Reading Online Novel

Nightbred(51)



She saw the shelter manager hovering a few feet away with a plump, white-haired lady in a blue wool coat. “Can I go, too?”

“No, but there’s a safe place downtown where you can stay until she’s better,” he assured her. He beckoned to the woman in the wool coat. “This is a friend of mine named Miss Audrey. She’s going to give you a ride there.”

Miss Audrey came over and bent down, putting her face too close. “What’s your name, young lady?” When she didn’t reply, her smile became a tight line. “Answer me.”

“Christi.”

Miss Audrey straightened. “Very good.” She marched Chris over to another police car, but when she shoved her into the back of it, the seat vanished and four marble walls shot up around her, closing her into an airless tomb.

Chris scrambled to her feet and beat her fists against the cold stone. “This isn’t real. This didn’t happen to me. Let me out of here.”

Her shadow doubled, and Chris spun around to see the towering figure of a man in a monk’s robe. For a moment she thought it was Lucan, until he extended the torch he held, and she saw the network of scars covering his fingers and hand.

“Who are you?”

I was the maker of the scroll, and the keeper of the cross. It was I who washed it in my blood. You and your mortal family were my army, my guardians, each sworn to protect the secrets of eternity. Now you number but two. You will not fail me as your sister did.

The smell of burning metal was making her stomach clench. “This is just a dream, and I don’t have any sisters, you asshole.”

You have the loyalty to protect the mortal world from eternal damnation. But do you have the conviction to do what needs be done?

He talked like one of the Kyn, Chris thought, but he was dressed like a Brethren. “Are you Hollander? The guy who stole the emeralds?”

The monk began to laugh, a deep and frightening sound that bounced around the inside of the tomb, each echo growing louder until Chris pressed her hands over her ears and called out for the only hope she had left.

“Jamys.”

* * *

The sky had softened from black to deepest blue by the time Jamys guided the sailboat into Biscayne Bay. Other vessels of various sizes sat anchored in a vast web of light and shadow cast by the brightly lit condominiums and hotels crowding the shoreline. One mortal who had risen early glanced up from the bobber on his fishing line and raised a hand in silent greeting as Jamys passed.

He returned the wave and then studied the assortment of piers, boathouses, and landings jutting out from the bay’s edge. Chris had said they might make use of one of the public docks, but he would need to consult a more detailed map to locate them. He turned the boat back into the wind, dropped the headsail, and backwinded the mainsail. As the boat slowed to a near stop, he secured the rigging and dropped anchor.

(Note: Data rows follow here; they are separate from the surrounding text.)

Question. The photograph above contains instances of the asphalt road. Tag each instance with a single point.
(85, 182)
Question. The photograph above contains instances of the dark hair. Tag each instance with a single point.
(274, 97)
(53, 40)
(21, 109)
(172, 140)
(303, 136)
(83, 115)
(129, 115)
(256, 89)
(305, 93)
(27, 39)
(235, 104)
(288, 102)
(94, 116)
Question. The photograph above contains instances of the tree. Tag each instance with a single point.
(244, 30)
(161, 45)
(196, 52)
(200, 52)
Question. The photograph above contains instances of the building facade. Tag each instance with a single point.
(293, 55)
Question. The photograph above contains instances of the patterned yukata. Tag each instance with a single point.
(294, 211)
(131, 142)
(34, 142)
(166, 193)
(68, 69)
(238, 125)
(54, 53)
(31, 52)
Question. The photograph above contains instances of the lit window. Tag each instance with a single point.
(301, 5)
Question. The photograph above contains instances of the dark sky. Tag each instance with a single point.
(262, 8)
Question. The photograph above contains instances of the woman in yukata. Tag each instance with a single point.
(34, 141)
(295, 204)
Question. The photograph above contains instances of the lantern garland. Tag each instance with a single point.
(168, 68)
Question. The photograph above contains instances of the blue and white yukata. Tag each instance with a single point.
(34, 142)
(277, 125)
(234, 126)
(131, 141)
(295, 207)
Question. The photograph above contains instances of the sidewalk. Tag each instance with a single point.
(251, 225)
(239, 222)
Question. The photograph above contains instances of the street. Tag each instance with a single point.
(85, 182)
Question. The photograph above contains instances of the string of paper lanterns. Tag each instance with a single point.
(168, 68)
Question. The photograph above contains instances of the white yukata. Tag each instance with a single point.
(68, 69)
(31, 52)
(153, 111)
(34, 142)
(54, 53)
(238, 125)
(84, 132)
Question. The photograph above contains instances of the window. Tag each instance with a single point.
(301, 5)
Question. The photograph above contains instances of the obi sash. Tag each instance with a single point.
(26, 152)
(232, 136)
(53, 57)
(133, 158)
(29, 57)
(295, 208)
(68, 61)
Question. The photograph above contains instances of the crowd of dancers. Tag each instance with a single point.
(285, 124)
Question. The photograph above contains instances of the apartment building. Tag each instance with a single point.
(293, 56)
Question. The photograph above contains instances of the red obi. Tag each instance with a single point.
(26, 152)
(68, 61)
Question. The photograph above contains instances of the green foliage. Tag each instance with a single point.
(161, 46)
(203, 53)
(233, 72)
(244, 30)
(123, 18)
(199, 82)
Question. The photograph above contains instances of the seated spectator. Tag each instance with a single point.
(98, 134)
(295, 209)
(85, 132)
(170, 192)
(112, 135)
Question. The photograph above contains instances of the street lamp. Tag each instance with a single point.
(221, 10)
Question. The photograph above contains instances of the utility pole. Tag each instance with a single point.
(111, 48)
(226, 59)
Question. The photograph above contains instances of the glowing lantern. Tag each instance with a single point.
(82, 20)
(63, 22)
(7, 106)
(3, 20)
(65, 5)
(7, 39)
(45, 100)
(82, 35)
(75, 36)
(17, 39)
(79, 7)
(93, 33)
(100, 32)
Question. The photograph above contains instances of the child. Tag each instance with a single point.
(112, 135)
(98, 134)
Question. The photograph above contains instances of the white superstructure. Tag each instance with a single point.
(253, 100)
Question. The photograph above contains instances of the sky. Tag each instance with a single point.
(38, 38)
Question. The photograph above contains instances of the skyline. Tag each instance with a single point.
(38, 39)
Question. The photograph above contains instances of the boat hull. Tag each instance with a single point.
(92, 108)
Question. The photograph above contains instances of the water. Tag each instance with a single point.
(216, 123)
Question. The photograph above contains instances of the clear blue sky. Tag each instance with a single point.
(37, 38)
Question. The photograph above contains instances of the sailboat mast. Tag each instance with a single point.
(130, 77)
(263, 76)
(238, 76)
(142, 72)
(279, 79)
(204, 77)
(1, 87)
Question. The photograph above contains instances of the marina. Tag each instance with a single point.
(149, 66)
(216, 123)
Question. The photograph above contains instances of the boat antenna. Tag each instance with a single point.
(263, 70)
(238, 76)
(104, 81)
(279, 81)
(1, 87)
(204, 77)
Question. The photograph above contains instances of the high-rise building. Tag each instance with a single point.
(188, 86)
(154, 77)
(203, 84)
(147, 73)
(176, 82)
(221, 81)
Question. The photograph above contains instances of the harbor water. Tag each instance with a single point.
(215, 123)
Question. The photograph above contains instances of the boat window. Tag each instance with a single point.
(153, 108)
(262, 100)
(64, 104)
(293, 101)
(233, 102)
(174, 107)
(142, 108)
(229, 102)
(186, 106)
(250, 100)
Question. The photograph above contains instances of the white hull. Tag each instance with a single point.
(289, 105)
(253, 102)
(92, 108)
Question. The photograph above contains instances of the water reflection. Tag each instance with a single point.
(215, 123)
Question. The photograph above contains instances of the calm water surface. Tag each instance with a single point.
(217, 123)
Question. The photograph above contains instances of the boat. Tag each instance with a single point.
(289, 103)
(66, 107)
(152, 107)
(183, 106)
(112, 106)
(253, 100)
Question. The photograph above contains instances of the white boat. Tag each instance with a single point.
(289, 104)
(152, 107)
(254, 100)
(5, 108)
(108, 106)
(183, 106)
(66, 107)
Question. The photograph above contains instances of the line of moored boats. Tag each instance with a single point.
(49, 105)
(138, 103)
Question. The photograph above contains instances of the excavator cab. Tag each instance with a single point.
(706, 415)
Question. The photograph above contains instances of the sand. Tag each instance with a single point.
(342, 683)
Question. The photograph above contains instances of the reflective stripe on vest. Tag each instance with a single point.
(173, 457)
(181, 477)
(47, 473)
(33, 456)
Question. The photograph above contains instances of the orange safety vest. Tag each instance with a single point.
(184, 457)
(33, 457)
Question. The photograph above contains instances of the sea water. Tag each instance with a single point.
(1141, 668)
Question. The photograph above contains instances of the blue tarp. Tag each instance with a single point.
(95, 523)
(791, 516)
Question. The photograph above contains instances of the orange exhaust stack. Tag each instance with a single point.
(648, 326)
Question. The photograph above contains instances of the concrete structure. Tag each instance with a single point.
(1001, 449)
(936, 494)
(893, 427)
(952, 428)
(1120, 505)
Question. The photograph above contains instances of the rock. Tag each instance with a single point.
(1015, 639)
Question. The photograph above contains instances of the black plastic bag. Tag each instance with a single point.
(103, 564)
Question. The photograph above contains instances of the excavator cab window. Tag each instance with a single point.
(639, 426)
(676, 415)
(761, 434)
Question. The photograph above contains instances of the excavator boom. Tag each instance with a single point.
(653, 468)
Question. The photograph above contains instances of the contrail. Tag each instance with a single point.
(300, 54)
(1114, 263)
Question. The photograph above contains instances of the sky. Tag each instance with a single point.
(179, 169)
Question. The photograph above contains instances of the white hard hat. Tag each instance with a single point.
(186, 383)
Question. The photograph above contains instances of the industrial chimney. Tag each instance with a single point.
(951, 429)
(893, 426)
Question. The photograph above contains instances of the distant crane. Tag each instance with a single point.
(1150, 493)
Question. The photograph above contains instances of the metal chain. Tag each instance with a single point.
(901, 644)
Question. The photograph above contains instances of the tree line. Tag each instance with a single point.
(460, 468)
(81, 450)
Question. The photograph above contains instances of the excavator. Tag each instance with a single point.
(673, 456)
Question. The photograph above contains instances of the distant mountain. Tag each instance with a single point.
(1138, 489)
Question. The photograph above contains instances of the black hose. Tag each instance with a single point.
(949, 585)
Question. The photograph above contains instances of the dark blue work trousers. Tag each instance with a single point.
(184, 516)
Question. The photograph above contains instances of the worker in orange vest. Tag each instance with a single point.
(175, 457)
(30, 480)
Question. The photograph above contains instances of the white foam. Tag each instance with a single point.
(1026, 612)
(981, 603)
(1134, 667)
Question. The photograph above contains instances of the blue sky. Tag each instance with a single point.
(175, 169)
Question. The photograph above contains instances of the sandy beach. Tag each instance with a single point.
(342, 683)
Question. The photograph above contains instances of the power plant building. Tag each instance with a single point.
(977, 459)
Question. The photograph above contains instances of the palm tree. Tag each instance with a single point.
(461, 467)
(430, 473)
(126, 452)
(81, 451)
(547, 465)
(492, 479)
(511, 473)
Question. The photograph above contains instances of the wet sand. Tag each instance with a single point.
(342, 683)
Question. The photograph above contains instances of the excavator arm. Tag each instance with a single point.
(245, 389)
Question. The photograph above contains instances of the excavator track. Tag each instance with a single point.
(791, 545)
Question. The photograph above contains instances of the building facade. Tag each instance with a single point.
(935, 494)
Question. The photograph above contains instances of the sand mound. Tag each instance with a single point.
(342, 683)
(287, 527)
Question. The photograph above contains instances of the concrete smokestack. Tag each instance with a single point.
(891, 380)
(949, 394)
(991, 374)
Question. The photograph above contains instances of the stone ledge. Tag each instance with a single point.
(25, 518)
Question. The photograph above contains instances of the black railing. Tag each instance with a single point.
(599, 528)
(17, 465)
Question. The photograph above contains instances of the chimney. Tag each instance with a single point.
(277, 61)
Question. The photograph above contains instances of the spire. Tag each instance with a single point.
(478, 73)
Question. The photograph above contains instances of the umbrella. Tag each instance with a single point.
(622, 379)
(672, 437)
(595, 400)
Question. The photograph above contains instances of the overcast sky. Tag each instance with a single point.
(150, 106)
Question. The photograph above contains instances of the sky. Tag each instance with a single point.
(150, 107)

Chris still slept below, and it took all his resolve not to go down to join her. After sharing a kiss with her, however, all he could think about was stealing another, and another. He suspected he could kiss her for days and never grow weary of it.

His present dilemma was that he wanted more than kisses from her. Much more.

Jamys checked the horizon again, where the coming dawn had pinked the edges of the clouds. They would have to secure a vehicle to use whenever they were on land, he decided, or perhaps hire—

Jamys.

Chris’s voice called to him with such power and terror that for an instant he stood frozen. Only when he had pulled the door belowdecks from its hinges and jumped down into the cabin did he feel the echo of it through his thoughts. She had not called to him, as he could plainly see her in the cabin’s only bunk, her body still. The only sound he heard came from the soft rhythm of her breathing.

Why had he imagined her shouting his name when she was sleeping so peacefully? It had not been a memory or some fancy of his imagination; he’d heard her as clearly as if she had screamed his name in his ear.

Jamys went to the bunk, where her scent bathed the air and told him that she had been asleep for hours. He saw that she had been so tired, in fact, she had simply dropped on top of the covers. He reached for a blanket that had been left folded atop a chest, shaking it out before bending down to drape it over her. He hated the thought of waking her, and decided against it as he reached to brush a lock of hair from her cheek. He could give her—

Jamys please Jamys help me Jamys find me—

Jamys fell to his knees, blinded and deaf to everything but the bellowing storm that came roaring into his mind. It was as if he had been swept into the heart of a tornado, and as he fought to hold on to consciousness, he heard inside the terrible winds her voice and his name, distant and ragged, as if Christian were calling to him as she fought for her life.